1. Graham Thornicroft received a Knighthood this year – what was this for?
Professor Sir Graham Thornicroft said:
“The award of this Queen’s Birthday Honour is in recognition of work dedicated to improving mental health. To try to achieve this, all the work I do is with teams of outstanding collaborators: people who use mental health services, family members, and colleagues in policy, clinical and research settings.… My hope is that this award will further strengthen these global efforts to end the stigma of mental illness and to provide everyone with mental health problems with the support and care they need.”
Graham specialises in ways to reduce the stigma and discrimination associated with mental illness – he has led the evaluation of Time to Change, the national programme to reduce mental health stigma in England, ensuring that advances in the field are evidence based.

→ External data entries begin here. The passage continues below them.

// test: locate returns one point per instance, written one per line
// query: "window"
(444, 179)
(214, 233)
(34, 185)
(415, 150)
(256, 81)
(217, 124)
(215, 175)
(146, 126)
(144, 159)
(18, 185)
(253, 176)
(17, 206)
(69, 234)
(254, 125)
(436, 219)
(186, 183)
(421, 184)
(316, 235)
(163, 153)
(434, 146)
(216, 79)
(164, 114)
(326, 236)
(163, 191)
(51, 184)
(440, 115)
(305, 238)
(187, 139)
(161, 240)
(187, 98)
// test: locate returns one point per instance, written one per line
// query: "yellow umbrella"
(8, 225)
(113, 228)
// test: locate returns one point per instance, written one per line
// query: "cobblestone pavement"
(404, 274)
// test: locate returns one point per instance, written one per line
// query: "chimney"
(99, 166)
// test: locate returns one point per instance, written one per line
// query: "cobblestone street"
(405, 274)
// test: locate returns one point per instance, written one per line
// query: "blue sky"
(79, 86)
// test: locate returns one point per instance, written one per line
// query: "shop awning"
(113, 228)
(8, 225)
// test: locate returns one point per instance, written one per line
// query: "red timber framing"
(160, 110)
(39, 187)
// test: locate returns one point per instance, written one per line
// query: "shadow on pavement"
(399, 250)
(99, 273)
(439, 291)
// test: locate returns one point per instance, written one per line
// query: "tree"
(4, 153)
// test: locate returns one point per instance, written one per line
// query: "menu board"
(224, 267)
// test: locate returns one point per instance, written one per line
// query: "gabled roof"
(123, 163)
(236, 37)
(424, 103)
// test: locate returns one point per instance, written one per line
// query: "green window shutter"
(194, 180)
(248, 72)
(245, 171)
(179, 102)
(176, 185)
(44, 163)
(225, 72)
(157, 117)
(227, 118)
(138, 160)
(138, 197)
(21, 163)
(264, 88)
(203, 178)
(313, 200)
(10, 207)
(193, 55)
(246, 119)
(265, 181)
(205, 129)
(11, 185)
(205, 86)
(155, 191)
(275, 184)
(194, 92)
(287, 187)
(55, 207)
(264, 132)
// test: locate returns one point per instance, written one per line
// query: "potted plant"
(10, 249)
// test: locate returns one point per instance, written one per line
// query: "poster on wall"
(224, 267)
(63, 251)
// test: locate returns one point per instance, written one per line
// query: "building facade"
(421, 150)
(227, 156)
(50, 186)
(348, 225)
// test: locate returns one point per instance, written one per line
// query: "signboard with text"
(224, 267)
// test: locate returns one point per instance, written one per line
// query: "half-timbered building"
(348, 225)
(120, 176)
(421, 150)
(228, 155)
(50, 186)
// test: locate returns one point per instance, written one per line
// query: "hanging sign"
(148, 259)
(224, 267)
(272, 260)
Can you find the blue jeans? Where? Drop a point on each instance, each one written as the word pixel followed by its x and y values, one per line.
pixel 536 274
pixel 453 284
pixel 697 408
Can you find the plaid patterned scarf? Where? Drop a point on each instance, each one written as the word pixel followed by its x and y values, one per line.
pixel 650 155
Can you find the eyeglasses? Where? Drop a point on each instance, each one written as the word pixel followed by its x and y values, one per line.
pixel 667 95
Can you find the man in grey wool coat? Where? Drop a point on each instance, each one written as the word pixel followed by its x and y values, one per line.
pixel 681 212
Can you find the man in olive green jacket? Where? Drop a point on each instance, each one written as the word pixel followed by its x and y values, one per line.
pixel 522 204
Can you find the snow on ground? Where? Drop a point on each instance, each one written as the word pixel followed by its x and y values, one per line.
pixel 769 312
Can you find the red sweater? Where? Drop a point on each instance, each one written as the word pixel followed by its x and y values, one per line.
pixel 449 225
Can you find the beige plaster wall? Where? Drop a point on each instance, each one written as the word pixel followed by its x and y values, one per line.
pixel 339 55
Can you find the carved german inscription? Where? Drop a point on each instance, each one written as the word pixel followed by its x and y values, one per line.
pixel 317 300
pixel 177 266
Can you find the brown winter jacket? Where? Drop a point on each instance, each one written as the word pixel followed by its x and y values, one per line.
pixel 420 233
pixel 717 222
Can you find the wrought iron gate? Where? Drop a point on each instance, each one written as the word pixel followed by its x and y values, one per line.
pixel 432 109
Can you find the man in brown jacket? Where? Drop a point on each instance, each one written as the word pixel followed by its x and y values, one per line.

Graham has made significant contributions to the development of mental health policy in England, including Chairing the External Reference Group for the National Service Framework for Mental Health, the national mental health plan for England for 1999-2009. He has also chaired the World Health Organisation Guideline Development Group for the Mental Health Gap Action Programme Intervention Guide, a practical support for primary care staff in low income settings to help treat people with mental health problems, now used in over 90 countries worldwide.
To date, Graham has 500 publications and has written or edited 30 books, seven of which have won awards.
2. Why are you looking forward to taking part in this forum?
I hope that my video contribution can help people to understand better what integrated care is and what it can offer in terms of providing better care for people with mental health problems, and with comorbid physical health conditions.
3. What can people learn by attending the TheMHS forum on Community Mental Health Systems: Human Rights and Services?
I think that this is a great opportunity for people to swap experiences and to learn, both formally and informally, from each other about what has worked and what has not worked to improve mental health and to make mental health services better.